SciPy 2015 talks posted

The talks and posters for SciPy 2015 have been posted, and I’m happy to report that two of them are mine.  I’ll be presenting

Will Millennials Ever Get Married? Survival Analysis and Marriage Data

Recent studies report that an increasing share of Americans have never married, which suggests that current young adults might marry at lower rates than previous generations. Using data from a national survey, we find that successive generations are getting married later, but our predictions suggest that the fraction of people who eventually marry will not change substantially. Our analysis uses Pandas for data extraction and cleaning, bootstrap methods for working with stratified surveys, lifelines for survival analysis, and time series analysis with statsmodels. All code and data for this study is in a public repository.

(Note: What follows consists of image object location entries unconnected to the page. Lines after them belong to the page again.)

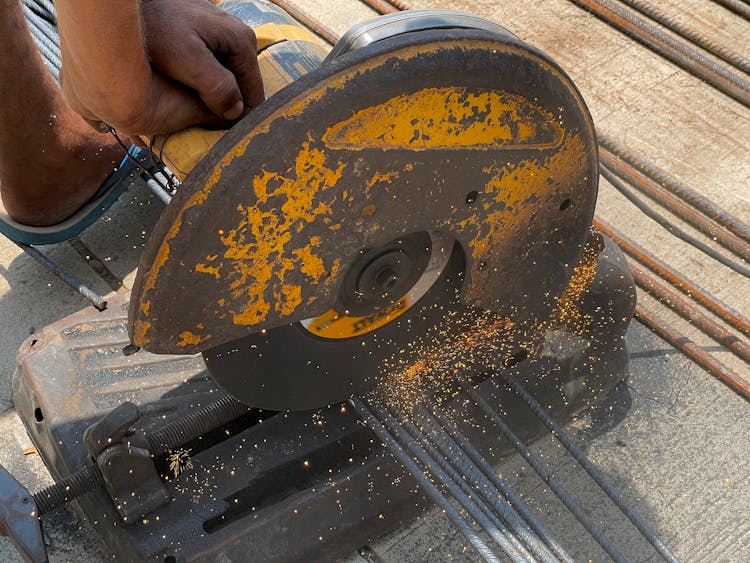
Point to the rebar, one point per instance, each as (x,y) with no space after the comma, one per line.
(432,491)
(620,186)
(314,25)
(464,445)
(709,301)
(94,298)
(483,501)
(545,474)
(675,205)
(736,6)
(708,208)
(693,351)
(567,441)
(689,312)
(672,49)
(721,51)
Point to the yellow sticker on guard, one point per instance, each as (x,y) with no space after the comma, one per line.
(332,324)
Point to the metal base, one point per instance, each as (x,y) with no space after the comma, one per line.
(310,485)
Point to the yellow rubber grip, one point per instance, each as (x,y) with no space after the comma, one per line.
(182,150)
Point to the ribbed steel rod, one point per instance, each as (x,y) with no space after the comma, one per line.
(381,6)
(677,51)
(499,515)
(691,313)
(546,475)
(675,205)
(721,51)
(739,8)
(565,439)
(308,21)
(695,199)
(432,491)
(481,472)
(693,351)
(96,300)
(651,213)
(666,272)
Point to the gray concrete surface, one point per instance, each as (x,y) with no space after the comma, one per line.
(675,440)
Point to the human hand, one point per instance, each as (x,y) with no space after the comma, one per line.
(157,66)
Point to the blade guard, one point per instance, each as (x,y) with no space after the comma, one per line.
(463,132)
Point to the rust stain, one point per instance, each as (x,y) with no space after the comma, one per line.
(454,117)
(258,246)
(143,326)
(188,338)
(515,186)
(205,269)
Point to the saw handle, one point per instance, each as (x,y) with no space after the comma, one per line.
(285,52)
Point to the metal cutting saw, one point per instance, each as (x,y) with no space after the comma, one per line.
(417,199)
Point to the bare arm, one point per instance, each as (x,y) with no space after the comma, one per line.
(156,66)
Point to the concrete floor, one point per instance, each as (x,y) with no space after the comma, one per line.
(675,440)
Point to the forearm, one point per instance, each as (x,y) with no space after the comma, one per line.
(94,34)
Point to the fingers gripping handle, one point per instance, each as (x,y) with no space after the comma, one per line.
(281,48)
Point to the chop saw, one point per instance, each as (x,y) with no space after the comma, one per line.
(416,200)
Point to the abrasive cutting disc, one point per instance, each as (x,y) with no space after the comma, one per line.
(458,135)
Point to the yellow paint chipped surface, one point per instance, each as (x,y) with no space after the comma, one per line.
(437,118)
(512,185)
(187,338)
(258,246)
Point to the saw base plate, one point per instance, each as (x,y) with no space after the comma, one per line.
(308,485)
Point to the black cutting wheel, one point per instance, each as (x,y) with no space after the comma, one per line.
(391,294)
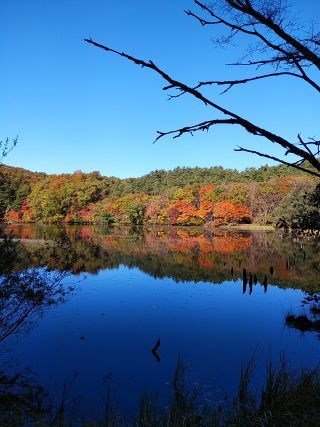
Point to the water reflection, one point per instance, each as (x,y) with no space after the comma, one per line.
(182,254)
(124,306)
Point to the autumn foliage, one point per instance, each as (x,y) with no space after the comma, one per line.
(91,198)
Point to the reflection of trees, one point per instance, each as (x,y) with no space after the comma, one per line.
(25,291)
(26,295)
(22,400)
(185,254)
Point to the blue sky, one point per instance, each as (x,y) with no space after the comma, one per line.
(75,107)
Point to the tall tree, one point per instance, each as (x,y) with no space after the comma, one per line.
(281,47)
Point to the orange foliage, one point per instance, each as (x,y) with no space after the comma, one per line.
(225,212)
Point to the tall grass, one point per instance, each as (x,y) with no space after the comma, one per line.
(287,398)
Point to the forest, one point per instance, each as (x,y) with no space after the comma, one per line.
(269,195)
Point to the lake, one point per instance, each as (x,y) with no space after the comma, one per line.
(213,299)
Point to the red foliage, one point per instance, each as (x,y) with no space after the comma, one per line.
(225,212)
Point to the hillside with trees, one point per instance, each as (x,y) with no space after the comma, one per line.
(276,195)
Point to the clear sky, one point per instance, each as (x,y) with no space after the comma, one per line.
(76,107)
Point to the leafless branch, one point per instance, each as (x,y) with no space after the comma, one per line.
(277,159)
(247,125)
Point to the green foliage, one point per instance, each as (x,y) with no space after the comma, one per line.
(105,218)
(183,196)
(300,209)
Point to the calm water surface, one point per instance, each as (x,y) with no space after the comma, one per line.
(185,287)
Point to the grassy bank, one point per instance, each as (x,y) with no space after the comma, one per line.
(287,398)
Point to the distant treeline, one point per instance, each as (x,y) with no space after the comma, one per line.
(181,253)
(183,196)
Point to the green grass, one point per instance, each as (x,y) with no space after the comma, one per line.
(287,398)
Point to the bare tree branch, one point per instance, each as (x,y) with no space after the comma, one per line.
(277,159)
(247,125)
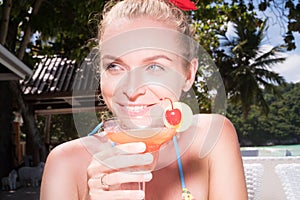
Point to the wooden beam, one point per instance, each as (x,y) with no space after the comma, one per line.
(69,110)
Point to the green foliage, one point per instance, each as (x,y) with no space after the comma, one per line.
(281,126)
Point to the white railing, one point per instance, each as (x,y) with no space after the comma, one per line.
(271,178)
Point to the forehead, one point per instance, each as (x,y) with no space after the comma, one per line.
(123,38)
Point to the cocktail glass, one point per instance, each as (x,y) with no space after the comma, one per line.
(150,130)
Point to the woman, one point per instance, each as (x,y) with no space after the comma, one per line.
(146,56)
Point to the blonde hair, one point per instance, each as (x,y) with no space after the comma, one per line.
(161,10)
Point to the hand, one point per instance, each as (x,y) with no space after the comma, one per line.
(114,166)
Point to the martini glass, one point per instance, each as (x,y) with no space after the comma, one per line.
(150,130)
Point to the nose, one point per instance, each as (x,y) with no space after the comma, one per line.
(134,85)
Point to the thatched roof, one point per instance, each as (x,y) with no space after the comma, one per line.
(60,85)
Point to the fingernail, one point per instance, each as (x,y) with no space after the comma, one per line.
(148,158)
(147,177)
(140,194)
(140,146)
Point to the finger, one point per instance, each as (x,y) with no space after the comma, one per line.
(119,162)
(104,180)
(126,177)
(117,194)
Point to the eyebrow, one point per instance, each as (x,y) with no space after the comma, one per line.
(151,58)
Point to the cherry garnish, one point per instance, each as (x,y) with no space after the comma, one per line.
(173,116)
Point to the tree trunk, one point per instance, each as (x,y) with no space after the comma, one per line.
(5,21)
(28,31)
(34,145)
(6,114)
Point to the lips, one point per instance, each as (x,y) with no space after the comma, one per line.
(134,110)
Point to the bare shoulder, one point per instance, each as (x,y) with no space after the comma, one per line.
(215,130)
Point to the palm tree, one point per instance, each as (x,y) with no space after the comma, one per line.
(246,67)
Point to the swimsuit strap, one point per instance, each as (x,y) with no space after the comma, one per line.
(186,194)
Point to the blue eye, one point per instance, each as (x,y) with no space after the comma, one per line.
(113,67)
(155,67)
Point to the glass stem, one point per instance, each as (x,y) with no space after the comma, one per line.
(142,186)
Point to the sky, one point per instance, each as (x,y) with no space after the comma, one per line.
(290,68)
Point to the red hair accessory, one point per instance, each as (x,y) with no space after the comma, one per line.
(184,4)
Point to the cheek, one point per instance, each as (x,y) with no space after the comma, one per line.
(108,86)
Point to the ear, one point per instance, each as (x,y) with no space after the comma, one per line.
(191,74)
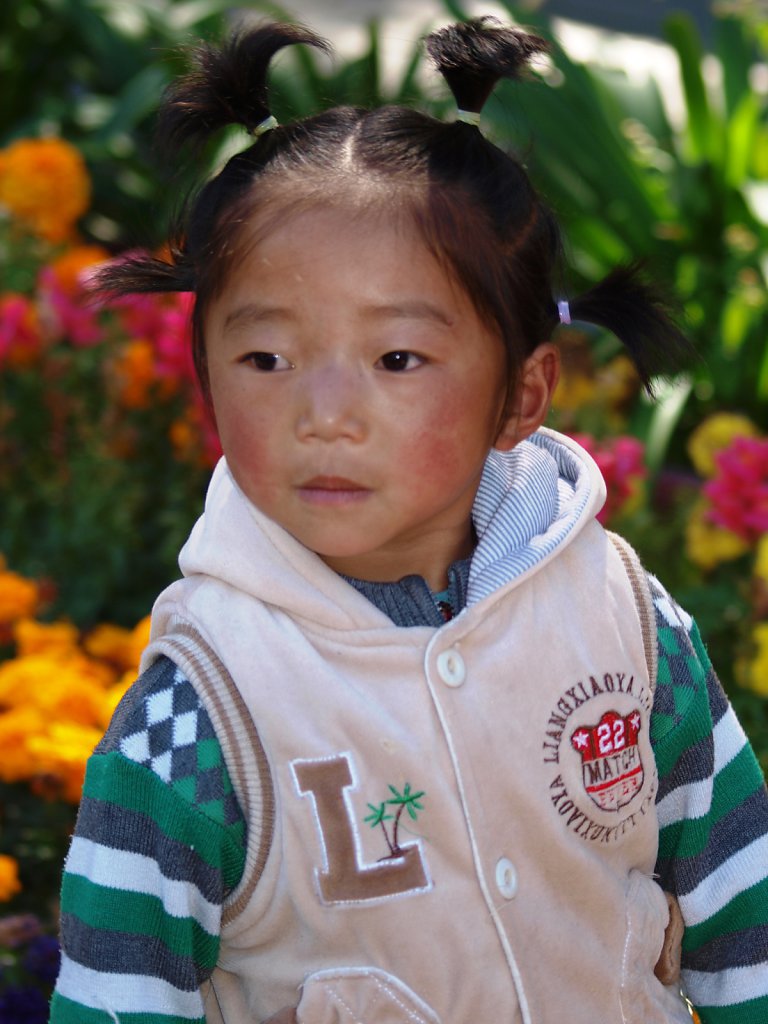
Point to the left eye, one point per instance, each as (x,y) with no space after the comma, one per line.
(266,361)
(397,361)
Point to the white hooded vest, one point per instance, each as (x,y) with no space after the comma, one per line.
(452,824)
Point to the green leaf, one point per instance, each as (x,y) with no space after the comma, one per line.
(681,32)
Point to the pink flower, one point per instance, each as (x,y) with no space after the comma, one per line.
(68,314)
(621,462)
(738,492)
(165,322)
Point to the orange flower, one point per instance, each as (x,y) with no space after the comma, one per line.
(113,644)
(62,752)
(136,375)
(18,597)
(16,727)
(45,638)
(68,269)
(9,884)
(44,183)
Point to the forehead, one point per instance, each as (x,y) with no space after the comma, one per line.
(338,248)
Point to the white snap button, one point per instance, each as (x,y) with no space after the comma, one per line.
(506,878)
(451,668)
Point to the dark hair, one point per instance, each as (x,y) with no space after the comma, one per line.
(473,204)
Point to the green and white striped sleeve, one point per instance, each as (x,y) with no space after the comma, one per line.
(713,812)
(159,844)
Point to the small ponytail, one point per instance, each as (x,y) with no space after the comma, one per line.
(472,56)
(227,85)
(640,315)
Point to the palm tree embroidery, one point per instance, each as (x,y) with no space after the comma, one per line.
(406,801)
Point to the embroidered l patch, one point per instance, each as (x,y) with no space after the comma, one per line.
(344,877)
(611,767)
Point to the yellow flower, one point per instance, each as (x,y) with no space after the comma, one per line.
(714,434)
(45,638)
(113,644)
(9,884)
(62,752)
(44,183)
(139,640)
(16,728)
(18,597)
(119,646)
(707,544)
(761,558)
(64,690)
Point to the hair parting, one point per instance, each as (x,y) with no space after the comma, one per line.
(472,204)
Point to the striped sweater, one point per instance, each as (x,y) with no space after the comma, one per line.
(160,838)
(160,842)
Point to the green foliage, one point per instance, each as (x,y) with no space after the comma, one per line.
(627,183)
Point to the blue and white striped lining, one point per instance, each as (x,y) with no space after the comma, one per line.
(528,501)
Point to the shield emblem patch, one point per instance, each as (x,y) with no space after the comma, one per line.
(611,767)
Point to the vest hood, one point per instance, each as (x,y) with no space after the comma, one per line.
(530,502)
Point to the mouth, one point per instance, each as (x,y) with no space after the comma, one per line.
(332,491)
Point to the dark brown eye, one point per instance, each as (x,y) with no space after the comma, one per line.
(397,361)
(267,361)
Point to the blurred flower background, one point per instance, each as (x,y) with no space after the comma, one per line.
(105,446)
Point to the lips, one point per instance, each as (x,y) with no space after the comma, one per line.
(332,491)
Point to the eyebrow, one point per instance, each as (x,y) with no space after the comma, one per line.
(252,313)
(409,309)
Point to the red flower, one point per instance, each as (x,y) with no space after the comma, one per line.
(738,492)
(621,462)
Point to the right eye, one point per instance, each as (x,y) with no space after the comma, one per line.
(266,363)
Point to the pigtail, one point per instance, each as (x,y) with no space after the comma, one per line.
(472,56)
(641,315)
(227,85)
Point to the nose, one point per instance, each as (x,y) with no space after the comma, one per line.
(332,404)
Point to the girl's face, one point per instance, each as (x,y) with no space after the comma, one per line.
(356,393)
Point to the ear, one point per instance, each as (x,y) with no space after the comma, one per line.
(531,402)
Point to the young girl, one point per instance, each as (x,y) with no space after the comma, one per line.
(416,739)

Basic Sound Processing in Python

Digital signal processing (DSP) has applications in all areas of engineering and science, but DSP methods are not widely known. Python provides an opportunity to make DSP more accessible. In this talk, I present an introduction to DSP focused on sound-processing applications. I present tool for working with digital signals using NumPy, SciPy and IPython. Examples include spectral analysis of music, spectrograms, noise, filtering, and system characterization. This material is based on Think DSP, a work-in-progress book available at

It looks like there will be a lot of other great talks.  I am looking forward to the conference in July!